Quisbert inspired Bolivia to move to the center stage of the market. The orphan took off on his own at the age of 12 to dig minerals by hand from the salt flats of South America's Andes Mountains.
Quisbert says he became convinced that Uyuni's lithium, if mined by the government, would generate jobs and revenue that could bring prosperity to the impoverished Indian families who live in mud huts amid the desolation of the salt flat.
Quisbert envisions lithium bringing power to a place where electricity is a luxury. He grew up around Uyuni, which is one of Bolivia's poorest regions. It's inhabited by subsistence farmers and llama herders who tend small farms with no electricity. Towns around the salt flat have frequent power outages.
"Roads and electricity come with a lithium mine," says Quisbert, whose face is tanned and wrinkled from a life in the intense sun of Uyuni. "We still live with candles, with oil lamps."
In 2005, Quisbert's friend, Morales, was elected as the first Indian president of Bolivia. Morales had grown up poor, like Quisbert, in Bolivia's Andes, working on farms since the age of 6.
The two men first met in the 1980s, when Morales led Bolivia's biggest coca farmers union.
As Quisbert pushed for a government-run lithium mine, Morales organized protests that helped to force two presidents from office because they had allowed oil companies to exploit Bolivia's natural gas reserves.
Both men believed that foreigners had looted Bolivia's riches, starting with Spanish conquistadors five centuries before, leaving its Indian majority in poverty.
"He was fighting for coca; I was fighting for lithium," Quisbert says.
In November 2007, Quisbert walked into the presidential palace in La Paz, past guards dressed in red uniforms. It was 5 a.m., when the president routinely starts his workday, and Quisbert sat down in the palace's Room of Mirrors to propose that the government mine lithium.
Morales, who calls Quisbert Comrade Lithium, agreed within minutes, saying the project would provide jobs.
"The president was very enthusiastic," says Quisbert, who in turn calls Morales Comrade Coca.
The president chose two of Quisbert's friends and advisers to lead the lithium program. One was Villegas, a tattooed, 34- year-old union leader who'd worked for years with Quisbert, to oversee lithium mining.
Planning the Project
On the Uyuni Salt Flat, engineers fill metal and plastic containers with brine to test how quickly it will evaporate. Workers are building a small plant to test how to process lithium carbonate.
Roelants, the mine planner, is working with car and battery makers who could become investors to solve the challenges of building a lithium mine from scratch.
He set up a committee that includes French mining company Eramet SA; state-owned Japan Oil, Gas & Metals Corp.; South Korea's LG Chem and state-owned mining company Korea Resources Corp.; Brazil's Ministry of Science and Technology; and Bollore. University researchers in Brazil and South Korea, working with the committee, are studying how to process the lithium.
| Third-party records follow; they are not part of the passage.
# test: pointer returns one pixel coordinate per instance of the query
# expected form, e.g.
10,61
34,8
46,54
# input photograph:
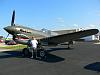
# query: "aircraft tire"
26,52
42,54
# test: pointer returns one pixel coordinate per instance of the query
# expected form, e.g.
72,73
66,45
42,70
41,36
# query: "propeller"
13,19
12,23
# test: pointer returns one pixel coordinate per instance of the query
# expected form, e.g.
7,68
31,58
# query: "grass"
14,47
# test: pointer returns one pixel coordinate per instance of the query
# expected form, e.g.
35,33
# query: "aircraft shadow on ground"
94,66
50,57
57,49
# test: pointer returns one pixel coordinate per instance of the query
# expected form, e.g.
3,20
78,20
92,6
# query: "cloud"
60,20
76,25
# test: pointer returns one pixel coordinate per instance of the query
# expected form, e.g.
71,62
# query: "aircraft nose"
8,29
5,28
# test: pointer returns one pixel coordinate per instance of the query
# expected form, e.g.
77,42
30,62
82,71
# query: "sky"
51,14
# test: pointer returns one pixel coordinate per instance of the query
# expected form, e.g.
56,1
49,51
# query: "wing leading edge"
71,36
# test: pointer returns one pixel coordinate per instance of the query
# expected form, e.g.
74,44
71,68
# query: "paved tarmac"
82,59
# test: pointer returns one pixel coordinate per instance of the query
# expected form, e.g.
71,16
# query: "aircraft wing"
71,36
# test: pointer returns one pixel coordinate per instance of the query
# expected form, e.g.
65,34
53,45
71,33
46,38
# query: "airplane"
22,34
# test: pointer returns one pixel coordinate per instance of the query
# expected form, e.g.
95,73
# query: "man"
34,44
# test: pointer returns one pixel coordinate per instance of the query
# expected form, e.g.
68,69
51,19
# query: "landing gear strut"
40,53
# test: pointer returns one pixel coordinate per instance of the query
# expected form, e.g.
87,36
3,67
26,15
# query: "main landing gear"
41,53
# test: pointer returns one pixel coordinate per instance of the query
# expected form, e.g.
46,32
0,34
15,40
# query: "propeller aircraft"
44,36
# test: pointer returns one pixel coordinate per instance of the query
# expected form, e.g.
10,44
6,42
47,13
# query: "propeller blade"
13,18
7,37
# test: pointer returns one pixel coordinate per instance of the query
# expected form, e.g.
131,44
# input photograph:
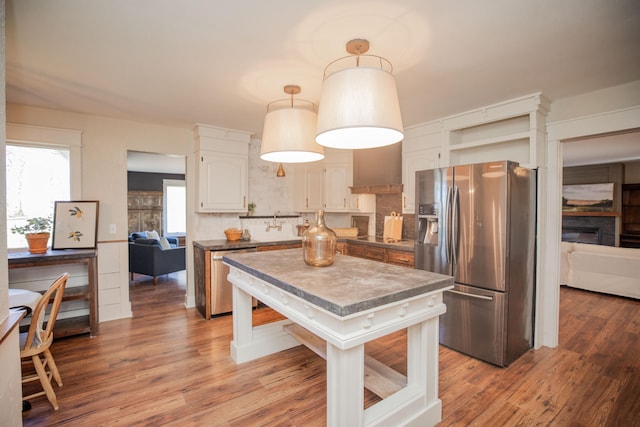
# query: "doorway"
156,202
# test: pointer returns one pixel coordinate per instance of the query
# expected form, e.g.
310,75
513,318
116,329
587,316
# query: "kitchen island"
347,304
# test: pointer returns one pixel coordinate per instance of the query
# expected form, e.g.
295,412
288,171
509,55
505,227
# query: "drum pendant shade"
359,108
289,131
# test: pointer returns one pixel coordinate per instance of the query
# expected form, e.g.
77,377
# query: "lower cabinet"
377,253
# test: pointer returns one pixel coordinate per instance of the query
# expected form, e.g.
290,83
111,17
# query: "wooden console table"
89,257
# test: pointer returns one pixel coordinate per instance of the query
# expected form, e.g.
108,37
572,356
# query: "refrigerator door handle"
455,224
483,297
447,240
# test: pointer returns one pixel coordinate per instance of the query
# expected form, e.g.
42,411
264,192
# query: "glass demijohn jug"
319,243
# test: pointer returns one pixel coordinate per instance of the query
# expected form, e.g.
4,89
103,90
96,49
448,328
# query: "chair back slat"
53,295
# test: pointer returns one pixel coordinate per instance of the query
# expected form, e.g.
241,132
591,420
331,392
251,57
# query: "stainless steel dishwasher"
221,295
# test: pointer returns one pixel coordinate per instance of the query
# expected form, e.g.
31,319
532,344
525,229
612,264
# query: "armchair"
146,256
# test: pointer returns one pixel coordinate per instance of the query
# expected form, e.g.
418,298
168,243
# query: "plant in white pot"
37,232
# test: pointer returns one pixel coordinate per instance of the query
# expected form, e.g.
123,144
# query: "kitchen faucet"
274,223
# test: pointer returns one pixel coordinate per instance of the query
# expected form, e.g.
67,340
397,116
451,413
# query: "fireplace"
589,229
581,235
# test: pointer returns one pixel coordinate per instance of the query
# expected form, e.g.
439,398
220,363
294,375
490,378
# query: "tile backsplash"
387,203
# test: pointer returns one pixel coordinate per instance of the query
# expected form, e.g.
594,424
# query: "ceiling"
221,63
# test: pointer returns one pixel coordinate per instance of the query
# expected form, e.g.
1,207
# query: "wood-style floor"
168,366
Thierry Marraud, Bollore's chief financial officer, has technicians testing brine samples. Researchers at Paris-based Eramet are seeking ways to separate magnesium impurities from the brine.
Bolivia is looking, for the first time in its history, to take over bragging rights from Chile. Quisbert is convinced Bolivia can succeed. He sits in his office in a dusty desert town, backed by a portrait of President Morales and the checkered flag of Bolivia's Indians.
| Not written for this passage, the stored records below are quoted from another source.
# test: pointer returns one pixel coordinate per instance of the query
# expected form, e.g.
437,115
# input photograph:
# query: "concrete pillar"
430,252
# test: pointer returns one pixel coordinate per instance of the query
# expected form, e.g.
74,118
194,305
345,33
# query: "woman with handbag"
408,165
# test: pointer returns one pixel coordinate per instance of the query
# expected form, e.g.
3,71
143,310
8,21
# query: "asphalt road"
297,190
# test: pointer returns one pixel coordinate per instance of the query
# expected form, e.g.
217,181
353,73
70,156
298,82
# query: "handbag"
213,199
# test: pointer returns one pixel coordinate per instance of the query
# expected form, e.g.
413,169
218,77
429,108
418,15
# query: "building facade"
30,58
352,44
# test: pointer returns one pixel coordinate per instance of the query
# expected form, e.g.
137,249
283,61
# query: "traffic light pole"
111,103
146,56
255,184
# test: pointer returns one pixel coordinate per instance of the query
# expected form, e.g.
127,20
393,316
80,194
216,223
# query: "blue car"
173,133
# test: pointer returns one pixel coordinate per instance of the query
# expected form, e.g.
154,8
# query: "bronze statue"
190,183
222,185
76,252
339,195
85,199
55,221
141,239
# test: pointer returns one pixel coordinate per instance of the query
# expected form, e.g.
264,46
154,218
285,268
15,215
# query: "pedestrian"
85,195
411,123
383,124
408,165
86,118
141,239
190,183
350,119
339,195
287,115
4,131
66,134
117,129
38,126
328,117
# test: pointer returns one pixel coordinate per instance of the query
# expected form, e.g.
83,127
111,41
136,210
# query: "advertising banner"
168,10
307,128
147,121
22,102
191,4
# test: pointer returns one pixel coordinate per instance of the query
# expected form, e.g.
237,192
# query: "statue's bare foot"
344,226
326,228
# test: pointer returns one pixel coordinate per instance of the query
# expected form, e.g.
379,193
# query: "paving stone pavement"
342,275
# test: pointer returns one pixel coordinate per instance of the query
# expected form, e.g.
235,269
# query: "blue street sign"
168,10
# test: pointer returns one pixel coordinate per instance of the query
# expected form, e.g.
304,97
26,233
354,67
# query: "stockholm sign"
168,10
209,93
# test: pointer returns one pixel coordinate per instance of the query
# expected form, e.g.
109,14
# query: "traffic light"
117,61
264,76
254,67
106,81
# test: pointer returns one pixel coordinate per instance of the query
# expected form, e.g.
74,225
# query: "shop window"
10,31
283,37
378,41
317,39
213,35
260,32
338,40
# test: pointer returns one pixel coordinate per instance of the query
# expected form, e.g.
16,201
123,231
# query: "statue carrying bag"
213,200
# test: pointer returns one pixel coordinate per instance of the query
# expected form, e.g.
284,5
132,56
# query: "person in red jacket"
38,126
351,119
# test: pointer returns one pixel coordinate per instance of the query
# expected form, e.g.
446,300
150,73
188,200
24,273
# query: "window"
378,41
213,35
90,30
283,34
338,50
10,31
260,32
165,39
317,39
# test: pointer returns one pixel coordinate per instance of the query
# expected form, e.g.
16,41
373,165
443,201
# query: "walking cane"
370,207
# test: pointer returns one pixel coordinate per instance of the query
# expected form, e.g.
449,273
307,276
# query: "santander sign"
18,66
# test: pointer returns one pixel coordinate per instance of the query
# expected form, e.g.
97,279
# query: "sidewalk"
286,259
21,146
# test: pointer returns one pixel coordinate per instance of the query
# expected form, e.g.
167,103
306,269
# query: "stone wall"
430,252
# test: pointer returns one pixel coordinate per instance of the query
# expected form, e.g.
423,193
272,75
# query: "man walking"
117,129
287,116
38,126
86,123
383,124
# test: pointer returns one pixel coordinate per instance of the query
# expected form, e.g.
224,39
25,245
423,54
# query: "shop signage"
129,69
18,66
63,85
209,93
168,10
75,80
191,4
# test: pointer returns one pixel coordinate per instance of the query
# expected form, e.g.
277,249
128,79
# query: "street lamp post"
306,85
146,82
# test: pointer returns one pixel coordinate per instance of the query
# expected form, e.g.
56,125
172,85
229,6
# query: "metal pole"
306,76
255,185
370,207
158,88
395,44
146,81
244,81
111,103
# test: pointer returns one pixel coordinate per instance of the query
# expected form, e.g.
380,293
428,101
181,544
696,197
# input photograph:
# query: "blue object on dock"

For decades since geologists discovered the Bolivian reserve, political opposition and a lack of funds have gotten in the way of developing it. Quisbert says that will change.
"We want a different Bolivia," he says. "We want development in our country."
Battery and car companies around the world are hungry to tap into Bolivia's massive reserves of lithium. The country is betting that lithium can turn it into a global force in the auto industry.
The odds are stacked against it because of its poverty, politics and lack of know-how. If Bolivia chooses to partner with investors from around the world, it may yet become the Saudi Arabia of lithium.